This is the recommended default. Poisson pseudo-maximum likelihood (PPML) is consistent for the conditional mean even under heteroscedasticity, and gamma is estimated jointly.
fit_pois <- estimate_hidden_pop(
data = irregular_migration,
observed = ~ m,
auxiliary = ~ n,
reference_pop = ~ N,
method = "poisson",
gamma = "estimate",
countries = ~ country
)
summary(fit_pois)
#> Unauthorized population estimation
#> Method: POISSON | vcov: HC3
#> N obs: 1382
#> Gamma: 0.001831 (estimated)
#> Log-likelihood: -11380.65
#> AIC: 22767.3 BIC: 22782.99
#> Deviance: 20158.5
#>
#> Coefficients:
#> Estimate Std. Error z value Pr(>|z|)
#> alpha 0.736646 0.040258 18.298 < 2.2e-16 ***
#> beta 0.575046 0.091861 6.260 3.85e-10 ***
#> ---
#> Signif. codes: 0 '***' 0.001 '**' 0.01 '*' 0.05 '.' 0.1 ' ' 1
#>
#> -----------------------
#> Population size estimation results:
#> (BC = bias-corrected using model-based variance)

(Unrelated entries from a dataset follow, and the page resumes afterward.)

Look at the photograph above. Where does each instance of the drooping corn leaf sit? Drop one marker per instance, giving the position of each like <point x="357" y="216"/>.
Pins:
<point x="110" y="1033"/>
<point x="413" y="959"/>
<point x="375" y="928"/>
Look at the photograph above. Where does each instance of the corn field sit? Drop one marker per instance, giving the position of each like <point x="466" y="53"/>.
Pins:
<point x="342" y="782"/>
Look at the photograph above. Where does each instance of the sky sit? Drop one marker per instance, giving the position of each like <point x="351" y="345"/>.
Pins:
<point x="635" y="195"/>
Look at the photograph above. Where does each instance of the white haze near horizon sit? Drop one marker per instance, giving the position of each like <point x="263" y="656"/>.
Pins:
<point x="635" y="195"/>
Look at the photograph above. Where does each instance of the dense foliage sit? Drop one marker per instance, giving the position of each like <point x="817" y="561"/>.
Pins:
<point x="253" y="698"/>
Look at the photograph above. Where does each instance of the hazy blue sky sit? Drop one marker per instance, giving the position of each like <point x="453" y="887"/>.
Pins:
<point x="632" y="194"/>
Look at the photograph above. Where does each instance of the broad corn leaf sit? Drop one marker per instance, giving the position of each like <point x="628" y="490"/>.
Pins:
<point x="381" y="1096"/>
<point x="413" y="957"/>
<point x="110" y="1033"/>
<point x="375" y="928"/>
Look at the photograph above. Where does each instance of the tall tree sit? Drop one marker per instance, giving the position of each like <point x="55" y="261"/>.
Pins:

#> Observed Estimate Estimate (BC) CI lower CI upper
#> (all) 27,105 290,597 290,498 127,726 660,703Key output to look for:
-
alpha – the elasticity with respect to
N. Values below 1 indicate that the unauthorized population grows less than proportionally with the reference population. - beta – the elasticity with respect to the detection rate. Positive values mean higher auxiliary rates are associated with more apprehensions.
- gamma – the estimated baseline offset (typically small).
Model 2: Poisson constrained (alpha in (0,1), beta > 0)
Constraining alpha to the unit interval and beta to be positive enforces theoretical expectations. Internally, alpha is parameterised via a inverse logit link and beta via an exponential link, so the reported coefficients are on the link scale.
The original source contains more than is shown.